Needed: Recording Layers of Experience

06Sep09

It is possible to add layers to a map.  You might start with a map of a city, in the simplest sense – as, say, a blob of color on a white background.  The yellow area indicates where Columbus is, for instance, on the map of Ohio; but the yellow area does not show any details about Columbus.  But if you add a layer showing the city’s streets, you start to have some useful information on how to find your way around town.  Take away the street layer and add a layer showing the city’s parks, and now you have useful information on outdoor recreational opportunities.  Combine a hundred layers – showing where people live, where the city’s sewer lines are, where crimes have been committed, and so on – and you start to have a feeling for what Columbus is all about.

It is also possible to add layers to an audio recording.  First, you record the piano part.  Then the vocalist sings the words while listening to the piano part with headphones, so you can add the vocal track.  Then you record what the guitarist plays while s/he listens to the combination of the piano and the vocals.  Put together the various layers and you’ve got a song; take out the guitar part and replace it with a violin part and maybe you’ve got a better song.

Something like this is also possible for human experience.  At each moment, I am seeing certain things in my vicinity, and am not seeing other things.  The complete story of my lived experience thus has a video layer.  I am also hearing things, so there is an audio layer.  At the same time, I am also remembering things and having emotional and cognitive reactions and so forth.  These various layers, combined, comprise my lived experience.

If I could record and then play back the layers of my lived experience (through e.g., a brain implant that would supply those layers directly to the portions of my brain that process sound, visual input, and so forth), I would be having new lived experiences during the playback.  This might be useful, or it might just be overload.  If I could suppress part of the current lived experience – put on a blindfold, say, to minimize the visual portion of current experience – then playback of the recorded visual experience could be very interesting.  It would be as if I were currently seeing what I had actually seen at some time in the past.  With the benefit of subsequent experience, and also with the detriment of forgetting, I would doubtless be surprised to observe what I had seen, and had failed to see, at that previous time.  This sort of thing could lead to the creation of very informative sorts of diary entries.

Other people might also want, for various reasons, to know and to understand what I had seen or, more broadly, what I had experienced.  I could share video of my latest vacation with my friends by simply giving them an edited copy of the video track; I could put the combined audio and video portions of an especially remarkable experience on YouTube 2.  A psychologist would have a much clearer understanding of what I had been paying attention to during a certain moment, and so would a criminal defense attorney, a girlfriend, and any number of other people.

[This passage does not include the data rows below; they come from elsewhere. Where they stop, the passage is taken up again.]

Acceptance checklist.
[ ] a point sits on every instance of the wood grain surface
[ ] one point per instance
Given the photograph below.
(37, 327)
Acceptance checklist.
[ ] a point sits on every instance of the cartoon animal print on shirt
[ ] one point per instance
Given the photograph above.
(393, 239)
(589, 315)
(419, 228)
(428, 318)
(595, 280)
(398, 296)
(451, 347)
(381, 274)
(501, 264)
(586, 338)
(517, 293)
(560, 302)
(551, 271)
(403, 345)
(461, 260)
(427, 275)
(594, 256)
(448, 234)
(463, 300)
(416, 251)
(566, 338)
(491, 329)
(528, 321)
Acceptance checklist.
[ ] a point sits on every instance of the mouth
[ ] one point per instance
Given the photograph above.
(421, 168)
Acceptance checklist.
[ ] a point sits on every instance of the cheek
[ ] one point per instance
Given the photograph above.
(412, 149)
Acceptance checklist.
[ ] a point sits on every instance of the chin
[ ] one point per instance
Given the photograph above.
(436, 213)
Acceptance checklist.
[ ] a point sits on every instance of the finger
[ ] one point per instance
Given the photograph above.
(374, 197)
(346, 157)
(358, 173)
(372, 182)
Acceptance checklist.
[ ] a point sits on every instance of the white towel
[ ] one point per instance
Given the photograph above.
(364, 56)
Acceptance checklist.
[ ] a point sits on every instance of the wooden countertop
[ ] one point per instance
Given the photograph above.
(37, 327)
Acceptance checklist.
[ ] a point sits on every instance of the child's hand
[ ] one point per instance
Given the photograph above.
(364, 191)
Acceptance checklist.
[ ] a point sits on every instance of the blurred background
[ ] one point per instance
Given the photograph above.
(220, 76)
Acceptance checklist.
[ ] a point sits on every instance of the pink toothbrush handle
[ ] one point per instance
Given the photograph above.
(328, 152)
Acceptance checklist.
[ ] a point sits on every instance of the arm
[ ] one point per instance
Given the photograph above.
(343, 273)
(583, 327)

To get a full understanding of a certain experience, it would probably be necessary for some other person to take several runs through the recording of my lived experience.  They would suppress their own video capability while “watching” what I had seen; then they would go through it again, suppressing their own hearing while “listening” to what I had heard; and so on with whatever other layers had been recorded.  They would probably not have access to the full contents of my mind, so even if it were possible to record my emotional reaction to a certain sight, sound, or smell, they would presumably not fully understand where that emotional reaction was coming from.  In this sense, the recording’s many layers would almost invariably be lossy rather than lossless.  Some important parts would be missing.  It would nonetheless be possible, through revisiting the several layers of my lived experience, to get a rough approximation of what it was like to be me during a certain experience.

Extensive indulgence in such recordings could be invaluable for an actor who would seek to play the part of a future president.  The president’s lived experience in office would be recorded; after s/he leaves office, the recordings would be released; someone would write a movie about that president; and the actor would then find his/her way to those portions of the former president’s lived experience that seemed especially characteristic or poignant, and would spend hours reliving those experiences, so as to learn to think and react as the president did.

Putting together multiple portions of a lived experience could compromise an observer’s independent judgment.  If, for example, you could see and hear and think what I saw and heard and thought at a certain moment, you might tend to have the reaction that this was not just my personal experience but was, rather, the actual, swear-to-God reality of what happened in that situation.  Possibly the most challenging and important aspect of this innovation, then, would consist of understanding and using the critical or judgmental faculty that makes it possible for a person to feel as though s/he is watching his/her own experience from outside.  This mental crow’s nest would presumably be the portion of the observer’s own lived experience that one would try to insulate from influence by immersion in another person’s lived experience.